Janna la miró fijamente y le preguntó:
—¿Algún día me contarás lo que te pasa? —Sin esperar respuesta, continuó—: Ya hace mucho tiempo que te comportas de esa manera tan extraña… No sales con amigos ni compartes con tus hermanas, dejaste las clases de karate que tanto te gustaban y Virginia nunca más vino a visitarte.
Estela se limitó a decir que estaba bien y que solo debía descansar. Volteó la cara hacia otro lado como señal de que había dado por terminada la breve conversación. Janna se fue con la tranquilidad de saber que no le había pasado nada grave. Se dirigió a la sala de estar y le avisó a Domini que estaba bien.

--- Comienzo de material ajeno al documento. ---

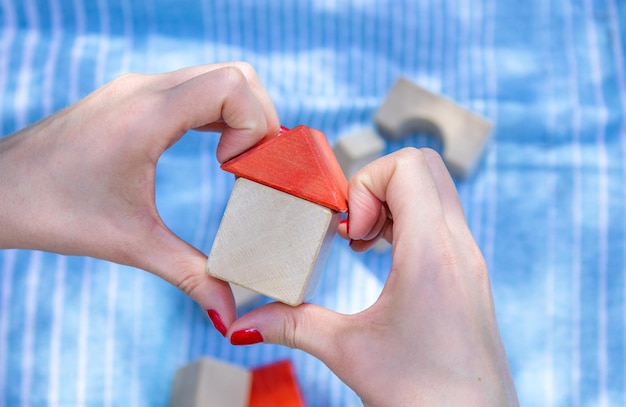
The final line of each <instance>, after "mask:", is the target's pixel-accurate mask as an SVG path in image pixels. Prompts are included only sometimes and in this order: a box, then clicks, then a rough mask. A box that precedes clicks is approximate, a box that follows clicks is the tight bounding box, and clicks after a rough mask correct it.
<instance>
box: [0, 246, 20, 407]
mask: <svg viewBox="0 0 626 407" xmlns="http://www.w3.org/2000/svg"><path fill="white" fill-rule="evenodd" d="M2 257H3V258H2V286H0V295H1V296H0V397H1V395H4V394H7V389H6V387H7V382H6V379H7V370H8V368H9V366H8V353H7V343H8V342H9V321H10V320H11V316H10V313H11V312H10V311H11V303H12V302H11V300H12V298H11V294H12V290H11V288H12V287H13V273H14V271H15V260H16V257H17V252H16V251H15V250H5V251H4V252H3V253H2ZM2 405H4V400H3V399H2V398H0V406H2Z"/></svg>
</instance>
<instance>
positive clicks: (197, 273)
mask: <svg viewBox="0 0 626 407" xmlns="http://www.w3.org/2000/svg"><path fill="white" fill-rule="evenodd" d="M205 278H206V277H205V275H204V274H198V273H195V272H190V271H183V272H182V273H181V274H179V275H178V278H177V279H176V281H174V285H175V286H176V287H177V288H178V289H179V290H181V291H182V292H184V293H185V294H187V295H188V296H190V297H191V298H195V296H194V293H195V291H196V290H197V289H198V287H200V286H201V285H202V281H203V280H204V279H205Z"/></svg>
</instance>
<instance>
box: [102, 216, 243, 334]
mask: <svg viewBox="0 0 626 407" xmlns="http://www.w3.org/2000/svg"><path fill="white" fill-rule="evenodd" d="M130 238H131V239H132V241H133V242H141V243H139V244H137V243H130V244H128V245H127V246H128V247H130V248H131V250H130V256H129V259H128V260H127V261H125V260H124V259H114V261H117V262H121V263H124V264H129V265H131V266H134V267H138V268H141V269H143V270H146V271H149V272H151V273H153V274H155V275H157V276H159V277H161V278H162V279H164V280H166V281H168V282H169V283H171V284H172V285H174V286H176V287H178V288H179V289H180V290H181V291H183V292H184V293H185V294H187V295H188V296H190V297H191V298H192V299H193V300H194V301H196V302H197V303H198V304H199V305H200V307H202V309H203V310H205V311H209V310H212V311H214V312H215V313H217V315H219V319H220V321H221V322H222V323H223V325H224V326H226V327H228V326H229V325H230V324H231V323H232V322H233V321H234V320H235V318H236V317H237V311H236V308H235V301H234V298H233V294H232V291H231V289H230V286H229V285H228V284H227V283H225V282H224V281H221V280H218V279H216V278H213V277H211V276H209V275H208V274H207V273H206V272H205V267H206V256H205V255H204V254H203V253H201V252H200V251H198V250H197V249H195V248H194V247H192V246H191V245H189V244H188V243H186V242H184V241H183V240H181V239H180V238H178V237H177V236H176V235H174V234H173V233H172V232H171V231H170V230H169V229H167V227H165V226H164V225H159V226H157V227H155V228H152V230H151V231H150V234H149V235H148V236H146V237H144V238H143V239H141V238H140V237H139V236H137V234H136V233H134V234H132V235H131V236H130ZM212 319H213V318H212ZM214 323H215V322H214ZM216 328H218V330H219V327H218V326H217V325H216Z"/></svg>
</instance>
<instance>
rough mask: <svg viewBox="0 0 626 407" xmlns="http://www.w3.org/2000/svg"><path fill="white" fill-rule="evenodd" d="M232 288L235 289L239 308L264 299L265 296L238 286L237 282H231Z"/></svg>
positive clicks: (237, 306)
mask: <svg viewBox="0 0 626 407" xmlns="http://www.w3.org/2000/svg"><path fill="white" fill-rule="evenodd" d="M230 288H231V289H232V290H233V296H234V297H235V304H236V305H237V308H246V307H249V306H252V305H254V304H256V303H258V302H261V300H263V296H262V295H261V294H259V293H257V292H256V291H252V290H249V289H247V288H243V287H241V286H238V285H237V284H231V285H230Z"/></svg>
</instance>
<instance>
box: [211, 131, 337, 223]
mask: <svg viewBox="0 0 626 407" xmlns="http://www.w3.org/2000/svg"><path fill="white" fill-rule="evenodd" d="M222 169H223V170H224V171H228V172H232V173H233V174H235V175H237V176H240V177H244V178H247V179H249V180H251V181H254V182H258V183H259V184H263V185H267V186H268V187H271V188H274V189H277V190H279V191H283V192H286V193H288V194H291V195H295V196H297V197H299V198H302V199H306V200H307V201H311V202H315V203H317V204H320V205H322V206H325V207H327V208H330V209H333V210H336V211H339V212H346V211H347V210H348V181H347V180H346V177H345V175H344V174H343V171H342V170H341V167H340V166H339V163H338V162H337V159H336V158H335V154H334V153H333V150H332V148H331V147H330V144H328V140H326V137H325V136H324V133H322V132H321V131H319V130H315V129H312V128H310V127H306V126H298V127H295V128H294V129H292V130H290V131H287V132H284V133H282V134H281V135H279V136H277V137H274V138H273V139H271V140H269V141H266V142H265V143H262V144H259V145H257V146H255V147H253V148H251V149H250V150H248V151H246V152H245V153H243V154H241V155H239V156H237V157H235V158H233V159H231V160H229V161H226V162H225V163H224V164H222Z"/></svg>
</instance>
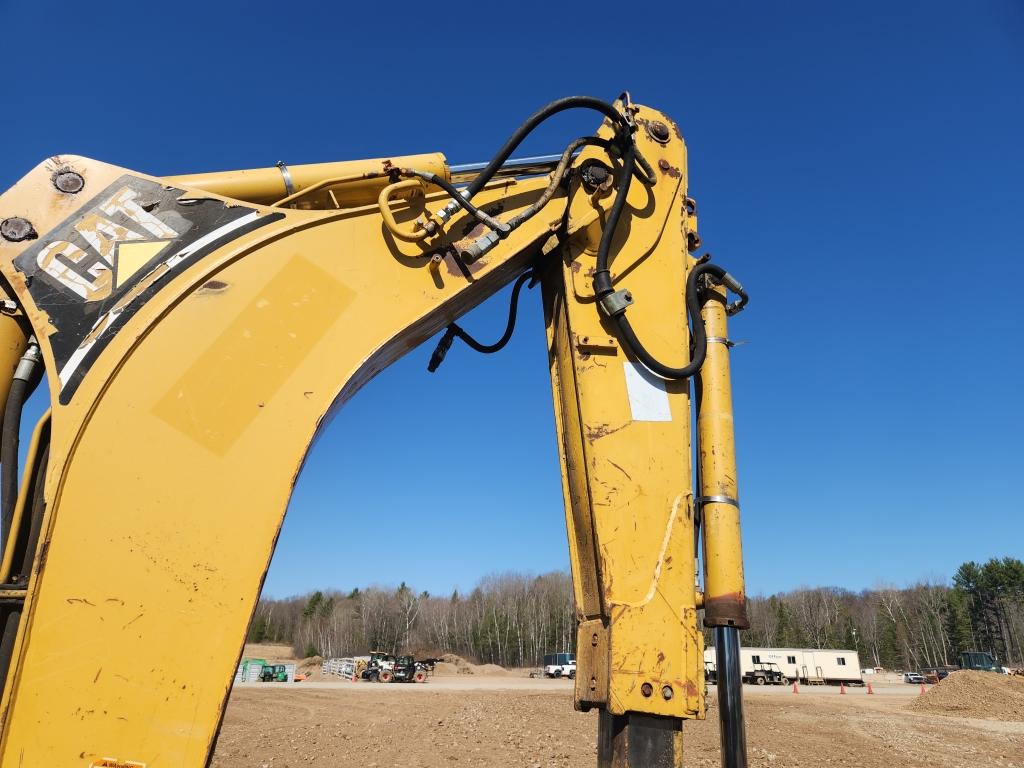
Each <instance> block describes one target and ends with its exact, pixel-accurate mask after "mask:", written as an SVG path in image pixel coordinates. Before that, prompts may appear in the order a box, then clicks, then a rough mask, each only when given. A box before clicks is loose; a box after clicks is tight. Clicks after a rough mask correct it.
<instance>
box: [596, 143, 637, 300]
mask: <svg viewBox="0 0 1024 768" xmlns="http://www.w3.org/2000/svg"><path fill="white" fill-rule="evenodd" d="M636 159H637V156H636V147H635V146H634V145H633V142H632V141H631V142H629V143H628V144H627V145H626V150H625V151H624V153H623V170H622V175H621V176H620V179H618V189H617V190H616V191H615V200H614V202H612V204H611V211H609V212H608V220H607V221H605V222H604V231H602V232H601V243H600V245H598V247H597V265H596V269H595V271H594V293H595V294H596V295H597V298H598V299H600V298H602V297H603V296H606V295H607V294H609V293H611V292H612V290H613V289H612V288H611V274H610V272H609V271H608V259H609V256H610V253H611V241H612V240H613V239H614V237H615V229H616V228H617V226H618V219H621V218H622V217H623V209H625V208H626V197H627V195H628V194H629V190H630V182H631V181H632V180H633V170H634V168H635V167H636Z"/></svg>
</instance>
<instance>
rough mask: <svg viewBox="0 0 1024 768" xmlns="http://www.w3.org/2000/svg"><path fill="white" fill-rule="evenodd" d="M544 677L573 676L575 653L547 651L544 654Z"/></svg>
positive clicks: (570, 678)
mask: <svg viewBox="0 0 1024 768" xmlns="http://www.w3.org/2000/svg"><path fill="white" fill-rule="evenodd" d="M544 676H545V677H567V678H569V679H570V680H572V679H574V678H575V653H547V654H545V656H544Z"/></svg>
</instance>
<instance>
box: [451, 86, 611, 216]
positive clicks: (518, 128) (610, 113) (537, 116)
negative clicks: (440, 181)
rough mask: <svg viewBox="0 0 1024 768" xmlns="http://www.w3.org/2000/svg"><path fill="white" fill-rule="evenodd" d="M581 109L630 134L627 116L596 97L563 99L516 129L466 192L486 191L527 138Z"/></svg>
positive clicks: (469, 192) (583, 97) (540, 110)
mask: <svg viewBox="0 0 1024 768" xmlns="http://www.w3.org/2000/svg"><path fill="white" fill-rule="evenodd" d="M577 109H583V110H595V111H597V112H599V113H601V114H602V115H604V116H605V117H608V118H610V119H611V120H612V121H613V122H614V123H615V124H616V125H617V126H618V127H620V128H621V129H626V130H629V127H628V125H627V123H626V118H625V117H623V114H622V113H621V112H618V111H617V110H615V108H614V106H612V105H611V104H609V103H608V102H607V101H604V100H602V99H600V98H594V97H593V96H566V97H565V98H559V99H557V100H555V101H552V102H551V103H549V104H546V105H544V106H542V108H541V109H540V110H538V111H537V112H535V113H534V114H532V115H530V116H529V117H528V118H526V120H525V122H524V123H523V124H522V125H520V126H519V127H518V128H516V130H515V132H514V133H513V134H512V135H511V136H509V138H508V140H507V141H506V142H505V143H504V144H503V145H502V148H501V150H499V151H498V154H497V155H495V157H494V158H493V159H492V160H490V162H489V163H487V166H486V168H484V169H483V170H482V171H480V173H479V175H478V176H477V177H476V178H474V179H473V180H472V181H470V182H469V186H468V187H467V189H466V194H467V197H472V196H474V195H476V193H478V191H479V190H480V189H482V188H483V185H484V184H486V183H487V182H488V181H489V180H490V179H492V178H493V177H494V175H495V174H496V173H498V171H499V170H500V169H501V167H502V166H503V165H505V161H506V160H508V159H509V158H510V157H512V153H513V152H515V151H516V147H517V146H519V144H520V143H522V140H523V139H524V138H526V136H528V135H529V133H530V132H531V131H532V130H534V129H535V128H537V126H539V125H540V124H541V123H543V122H544V121H545V120H547V119H548V118H550V117H552V116H553V115H557V114H558V113H560V112H565V111H566V110H577ZM616 132H617V131H616Z"/></svg>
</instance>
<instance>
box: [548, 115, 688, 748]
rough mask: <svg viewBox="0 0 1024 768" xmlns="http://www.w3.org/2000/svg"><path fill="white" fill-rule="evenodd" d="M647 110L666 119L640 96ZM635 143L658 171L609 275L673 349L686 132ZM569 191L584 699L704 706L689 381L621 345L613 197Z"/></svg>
mask: <svg viewBox="0 0 1024 768" xmlns="http://www.w3.org/2000/svg"><path fill="white" fill-rule="evenodd" d="M643 119H650V120H655V119H659V120H667V118H665V117H664V116H660V115H657V114H649V113H647V112H646V111H641V113H640V114H639V115H638V120H643ZM638 145H639V148H640V151H641V152H642V153H643V155H644V156H645V157H646V158H647V160H648V161H649V162H650V164H651V165H652V166H653V167H654V168H655V169H657V170H656V171H655V172H656V173H657V174H658V180H657V183H656V184H655V185H654V186H653V187H652V188H650V189H648V188H647V187H645V186H643V185H641V184H634V185H633V186H632V187H631V189H630V196H629V198H628V204H629V207H630V208H632V209H633V210H634V211H649V215H646V216H633V217H632V218H631V219H630V225H629V228H628V231H625V230H624V231H622V232H621V233H620V234H618V236H617V237H616V239H615V242H614V243H613V245H612V252H613V253H615V258H614V260H613V262H612V264H611V270H612V282H613V284H614V286H615V288H616V290H617V289H628V290H629V291H630V292H631V293H632V294H633V296H634V297H635V299H636V303H635V304H634V305H633V306H632V307H631V308H630V318H631V321H632V322H633V324H634V326H635V327H636V328H638V329H639V331H638V332H639V333H642V334H643V336H644V338H645V339H649V347H650V349H651V351H652V353H653V354H654V355H655V356H658V357H660V358H664V359H670V360H673V361H674V362H676V361H678V360H680V359H682V358H683V357H684V356H685V354H686V350H687V348H688V343H689V337H688V330H687V327H686V319H685V318H686V313H685V306H684V303H683V291H682V290H681V288H682V286H683V284H684V282H685V275H686V271H687V268H688V263H687V262H688V261H691V260H689V259H688V257H687V256H686V247H685V221H684V216H685V212H684V209H683V205H682V203H683V199H684V197H685V194H686V148H685V145H684V144H683V141H682V140H681V139H676V140H674V141H671V142H670V143H669V144H668V145H662V144H660V143H657V142H655V141H653V140H651V139H649V138H647V136H646V134H640V135H639V136H638ZM584 157H585V158H586V157H598V155H597V154H596V153H587V154H585V156H584ZM578 191H579V190H578ZM571 198H572V205H571V207H570V209H569V217H570V218H569V226H570V228H571V227H579V228H581V229H582V230H583V232H584V234H583V237H582V238H581V239H579V241H578V242H572V243H569V244H567V245H566V246H565V247H564V248H563V249H562V253H561V256H562V258H561V260H560V261H561V263H560V264H559V265H557V266H554V267H552V268H551V270H550V271H549V272H548V273H547V274H546V276H545V293H546V300H545V304H546V313H547V317H548V335H549V347H550V349H551V367H552V383H553V391H554V397H555V416H556V422H557V426H558V435H559V438H560V442H561V456H562V468H563V477H564V478H565V480H564V483H563V489H564V493H565V508H566V522H567V528H568V531H569V547H570V553H571V558H570V559H571V562H572V566H573V571H572V574H573V585H574V588H575V596H577V606H578V611H579V614H580V618H581V621H582V622H583V624H582V625H581V630H580V633H579V637H578V644H577V647H578V653H577V660H578V670H577V684H575V698H577V705H578V707H580V708H582V709H589V708H591V707H595V706H600V707H602V708H604V709H605V710H606V711H607V712H609V713H611V714H613V715H624V714H626V713H628V712H637V713H647V714H652V715H662V716H668V717H675V718H699V717H702V716H703V646H702V636H701V634H700V633H699V632H698V630H697V621H696V604H695V589H694V572H695V564H694V552H693V541H694V538H693V498H692V485H691V479H690V477H691V466H690V399H689V389H688V383H687V382H685V381H684V382H665V381H663V380H660V379H658V378H657V377H655V376H653V375H651V374H650V373H649V372H647V371H646V370H645V369H643V367H642V366H640V365H638V364H637V362H636V361H635V360H633V359H631V358H630V357H629V356H627V355H626V354H625V352H624V351H623V349H622V348H621V346H620V345H618V343H617V341H616V340H615V334H614V330H613V327H612V325H611V324H610V323H609V322H608V321H607V319H606V318H605V317H603V316H602V315H601V314H599V313H598V311H597V309H596V306H595V302H594V298H593V296H594V291H593V285H592V275H593V272H594V269H595V266H596V258H597V254H596V247H597V241H598V240H599V238H600V223H601V221H602V220H603V217H604V213H605V212H606V211H607V208H608V207H609V206H610V205H611V201H612V196H611V195H610V194H609V195H608V196H605V197H593V196H589V195H586V194H574V195H572V196H571ZM624 229H625V227H624ZM605 634H606V635H607V636H606V637H605V636H604V635H605ZM591 648H599V649H600V655H599V656H598V655H596V654H594V653H592V652H591V650H590V649H591ZM602 676H606V677H607V682H606V683H605V682H604V681H603V680H601V679H600V678H601V677H602ZM680 757H681V752H680Z"/></svg>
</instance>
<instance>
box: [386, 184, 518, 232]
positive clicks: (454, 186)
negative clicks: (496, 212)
mask: <svg viewBox="0 0 1024 768" xmlns="http://www.w3.org/2000/svg"><path fill="white" fill-rule="evenodd" d="M399 174H400V175H402V176H415V177H416V178H422V179H423V180H424V181H426V182H427V183H428V184H435V185H436V186H439V187H441V189H443V190H444V191H446V193H447V194H449V196H450V197H451V198H452V200H454V201H455V202H456V203H458V204H459V207H460V208H462V209H463V210H465V211H466V212H467V213H469V215H471V216H472V217H473V218H475V219H476V220H477V221H479V222H481V223H483V224H486V225H487V226H489V227H490V228H492V229H494V230H495V231H496V232H498V233H499V234H500V236H502V237H504V236H505V234H508V233H509V231H511V230H510V229H509V226H508V224H503V223H502V222H501V221H499V220H498V219H496V218H494V217H493V216H489V215H487V214H486V213H484V212H483V211H481V210H480V209H479V208H477V207H476V206H474V205H473V204H472V203H470V202H469V201H468V200H466V198H465V197H463V195H462V194H461V193H460V191H459V190H458V189H457V188H456V187H455V186H454V185H453V184H452V183H451V182H449V181H445V180H444V179H442V178H441V177H440V176H438V175H437V174H436V173H430V172H428V171H418V170H416V169H415V168H402V169H401V170H400V171H399Z"/></svg>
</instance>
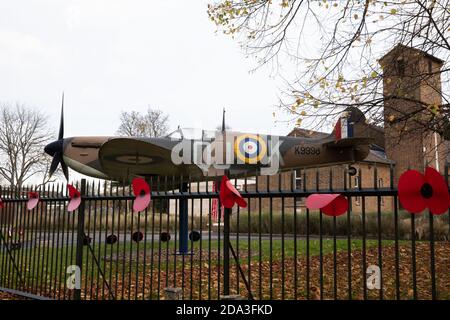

Al final del día, la familia, menos la hermana mayor, fue al parque de diversiones. Las niñas disfrutaron al máximo las tres horas y regresaron cuando casi era momento de irse a la cama.
Durante la cena, Domini les informó que el sábado irían a pescar con su amigo Marlon, lo que iluminó los ojos de Jenni y Claudia, que recordaban la aventura anterior, cuando habían subido la Piedra del Elefante en el rústico de su padre. En el caso de Estela, no mostró entusiasmo por la idea, pero tampoco se negó a participar.
Todos se fueron a la cama menos Domini. Hacía noches que se sentía inquieto por un sueño lúcido que volvía insistentemente desde que había despertado del estado de coma. Intentó retrasar la hora de dormir para evitarlo, pero al final se recostó junto a Janna, hasta que el cansancio lo venció y se quedó dormido.
—Nuestra sociedad necesita que el objetivo se alcance en lo inmediato —decía el hombre alto al que llamaban Albert mientras miraba un cuerpo inmóvil, que estaba sobre una mesa, una superficie blanda y cómoda a pesar de su apariencia metálica, creada a partir de la aleación de metales flexibles y resistentes. A pesar de que todo carecía totalmente de sentido, Domini tenía la sensación de que ese cuerpo le pertenecía.
Una mujer esbelta de apariencia serena que respondía al nombre de Amanda comentó:
—Sé que puede lograrlo. Nuestro futuro depende de eso.
Domini contemplaba la escena desde el techo de la habitación como si flotara en el aire. Con la mirada recorría de manera curiosa el recinto, observando a otras dos personas que estaban al alrededor del cuerpo de Franco, como llamaban al sujeto que reposaba en la mesa. Lo miraban con gran interés mientras parecía que contaban cada latido de su corazón, esperando una respuesta que no llegaba.
Con una gran angustia reflejada en el rostro, un sujeto bajo de estatura y con apariencia regordeta agregó:
—Nadie ha podido completar la misión a pesar de los múltiples intentos, pero él tiene que hacerlo, es el único que puede lograrlo.
Domini se sintió angustiado por la escena y casi al instante el cuerpo de Franco comenzó a agitarse de un lado a otro sobre la mesa. Por primera vez, se detuvo a observar su rostro. Por las líneas de expresión podía suponerse que tendría una edad que superaba los cincuenta años, pero había escuchado que era mucho más joven.
A continuación, otra persona ingresó a la habitación; tenía ojos saltones y pronunciadas sombras negras alrededor de los párpados y la piel reseca, casi descamada. En ese momento Domini notó que el resto de los presentes tenían rasgos similares.
Se despertó agitado y sudoroso. Se trataba del mismo sueño de cada noche. Se quedó en la cama pensativo, con miedo de volver a dormirse, hasta la llegada del amanecer.